January 27, 2013

It's Time

We humans seem to experience time in a very specific way. Our notion of time as linear and oriented (that is, the direction of time matters) is very strong. But is this necessarily the case?

Now first I want to state that I have very little understanding of general relativity, which presumably answers some of my questions about the nature of time. So in my discussion here I will restrict myself to the methodology of thought experiments, without trying to delve into the mathematics of relativity too much. Furthermore I have no doubt that in the process of explaining my thoughts I will expose more ignorance of physics than should be expected of a physics major, but I hope these ruminations will nevertheless be interesting as the simple musings they are.

First, must time be one-dimensional? We certainly experience time as one-dimensional. We are only conscious of tracing out time in a single dimension, and in that dimension, in a single direction. But as we go through our lives, do we not also only trace out a single dimension in space? Our past and future existence in space can be drawn as a line. To use mathematical terminology, it is a one-dimensional manifold immersed in the (locally) Euclidean 3-space. Might our path through time also be a one-dimensional manifold embedded (i.e. we don't seem to experience the same moment twice) in higher dimensions?

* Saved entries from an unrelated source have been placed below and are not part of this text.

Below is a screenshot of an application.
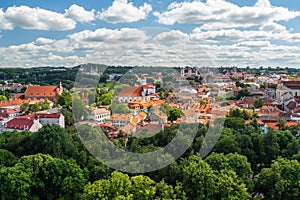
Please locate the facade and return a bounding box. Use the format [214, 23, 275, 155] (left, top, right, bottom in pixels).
[19, 113, 65, 128]
[257, 106, 283, 121]
[25, 82, 63, 103]
[3, 118, 42, 132]
[180, 67, 199, 77]
[117, 86, 152, 103]
[88, 108, 111, 122]
[276, 81, 300, 101]
[109, 113, 133, 128]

These thoughts fail Occam's Razor, unless there is a reason that extra dimensions of time would solve problems presented by physical theories involving just one dimension. Furthermore  it isn't clear to me it matters whether the extra "unseen" dimensions so popular with today's theoretical physicists need to be specifically identified as dimensions of time or space; in fact, I suspect such identification is unnecessary. Time is considered separate specifically because we experience it in the unique way we do, so calling extra dimensions that we do not experience dimensions of time would be confusing.

A perhaps more interesting question, is that if we experience time as an oriented one-manifold (i.e., it looks linear when you zoom in), what kind of one-manifold is it? Assuming it's connected, there aren't that many options. It could be an infinite line (time has no beginning or end), a ray (time has a beginning (or end) but no end (or beginning)), a finite line segment, or a loop.

The Big Bang indicates that 13.7 billion years ago, something important happened, but it isn't clear that was actually the start of time. It could simply be a singularity in the space-time manifold, in which the spatial dimensions collapsed but the time dimension did not. For example, take a donut and squish part of it down to a point. The donut still is 3-dimensional everywhere but the squished point. Suppose now that the dimension that goes around the donut hole is time. As time goes by, we are travelling around the donut. We can see the two spatial dimensions that are perpendicular to the time dimension at any point except for the squished point. This point is a singularity.

If this is what the Big Bang was, there's no real reason to believe the donut is squished in only one place. In fact it isn't clear we will every be able to know anything about the other side of the singularity. But this is my blog, so I'll go ahead and say I like the picture of the once-squished donut. If I'm not mistaken, this is similar to the notion of time proposed by those studying Loop Quantum Gravity. My next question would be, is the loop that describes the time dimension smooth? If it isn't, it would seem that we really have no hope of learning anything about the other side of the singularity.

The primary curiosity about time is why we experience it in such a different way from the other dimensions. I suspect that the squished donut just exists, and that our voyage around it is an illusion. Our existence in the dimension is no different than our existence in each dimension of space, but for some reason while we can look in the mirror and see ourselves from head to toe, we cannot at once see ourselves from birth to death. Even our language doesn't allow it; without a second thought I just stated that we cannot at once see ourselves from birth to death, nearly without perceiving the tautology. An understanding of time such as this would have many fascinating consequences. For example, my death would be no more profound a notion than the top of my head.

But for now we'll have to wait for the neuroscientists to give us a little more to go on. Not that lack of information will stop anyone from philosophizing.


  1. You seem to be postulating a world that exists on its own, independently of our ability to perceive it; rather than a world that is generated by our minds. What if the world is created by our collective mental processes? Then physical laws such as the dimensionality of time are just characteristics of mind.

  2. If the world is generated by minds (plural), there has to be some explanation as to how discrete entities could build a compatible reality. Also, if these minds are associated at all with sentient beings, as in the normal use of the word "mind", then there has to be some explanation as to why these particular collections of atoms correspond to the entities generating reality.

    If, on the other hand, there is just one mind manifesting itself through reality, then the term "mind" is just giving a name to whatever the reason is that anything exists, similar to the way many deists use "God". If we need a name for that reason, which we don't know, I'd prefer to make up a new one. "God" has connotations of faith and religion, "mind" has connotations of consciousness and free will, and both bring to mind metaphors for creation for which I don't see any evidence.